Are Those Who Cannot Remember The Past Condemned To Repeat It?
A New Interpretation of "History Repeats Itself"
The notion that history repeats itself can be found in Burke, Marx, Santayana, and Churchill, to name only a few. Nietzsche’s notion of Eternal Return, drawing on Eastern mythology, conceives the entire history of the world as a repetitious loop, one long GIF billions of years old.
The common adage, variously attributed, that those who do not study the past are doomed to repeat it is the kind of slogan you’d expect to hang in a high school history classroom. But it’s misleading, because it’s possible that those who study the past will also be condemned to repeat it, by drawing the wrong lessons or by misconstruing the past (or both).
The myth of Oedipus might well fit the drama of the modern historian—the search for knowledge of the past does not liberate Oedipus, because the tragedy has already occurred. All it does is hasten his recognition. Were Oedipus not motivated to get to the bottom of things he would be spared the realization that compels him to take out his own eyes in shock.

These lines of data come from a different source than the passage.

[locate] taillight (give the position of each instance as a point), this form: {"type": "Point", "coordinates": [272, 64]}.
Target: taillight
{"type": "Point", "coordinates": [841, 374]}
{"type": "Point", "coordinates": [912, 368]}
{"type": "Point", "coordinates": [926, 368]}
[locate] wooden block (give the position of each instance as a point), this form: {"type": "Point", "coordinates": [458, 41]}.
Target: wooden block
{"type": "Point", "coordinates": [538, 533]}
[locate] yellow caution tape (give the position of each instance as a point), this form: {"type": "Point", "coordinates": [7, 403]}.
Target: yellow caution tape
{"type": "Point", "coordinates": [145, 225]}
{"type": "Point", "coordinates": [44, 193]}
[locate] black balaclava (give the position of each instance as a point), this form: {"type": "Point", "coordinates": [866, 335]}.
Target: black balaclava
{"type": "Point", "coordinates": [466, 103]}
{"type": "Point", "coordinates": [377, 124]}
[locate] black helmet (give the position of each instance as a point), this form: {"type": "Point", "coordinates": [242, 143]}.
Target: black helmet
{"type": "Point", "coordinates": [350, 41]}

While neither Burke nor Santayana intended the interpretation I am about to give, allow me to defend those who repeat history precisely by not studying it.
To obtain my interpretation we should read “repeat” as “reproduce” as in biological reproduction. Those who are too busy producing and raising children to spend time thinking about the past, searching archives, contemplating the historiography of ancient events, are condemned—by their ignorance to repeat history; that is, to carry history forward in a literal sense. But those who seek to know the past perfectly—as Borges’s story of Funes the Memorius illustrates—will be so paralyzed they won’t be able to act. More anecdotally, they may come to an anti-natalist position, depressed about humanity’s future prospects, and thus refuse to repeat history by refusing to have children. Alternatively, they will be so engrossed in study that the pull of children will seem a distraction from their quest for enlightenment.

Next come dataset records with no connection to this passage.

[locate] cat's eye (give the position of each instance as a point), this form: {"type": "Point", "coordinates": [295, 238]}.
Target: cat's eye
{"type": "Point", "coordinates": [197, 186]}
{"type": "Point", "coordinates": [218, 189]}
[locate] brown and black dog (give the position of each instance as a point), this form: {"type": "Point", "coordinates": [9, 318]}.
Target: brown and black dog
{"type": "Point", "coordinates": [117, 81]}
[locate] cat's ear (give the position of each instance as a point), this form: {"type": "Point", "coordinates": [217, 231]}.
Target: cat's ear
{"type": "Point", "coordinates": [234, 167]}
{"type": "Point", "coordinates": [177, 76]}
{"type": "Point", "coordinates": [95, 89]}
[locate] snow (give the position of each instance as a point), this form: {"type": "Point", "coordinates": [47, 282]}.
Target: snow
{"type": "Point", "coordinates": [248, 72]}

Inadvertently, Santayana can be made to say the opposite of what he thinks, namely, that the cost of remembering the past is a failure to perpetuate the human future.
Life is about the tension between understanding and action. The valorization of history (or any mode of understanding) hides this fundamental tradeoff. The person of action is too occupied with the present to have the luxury of historical consciousness.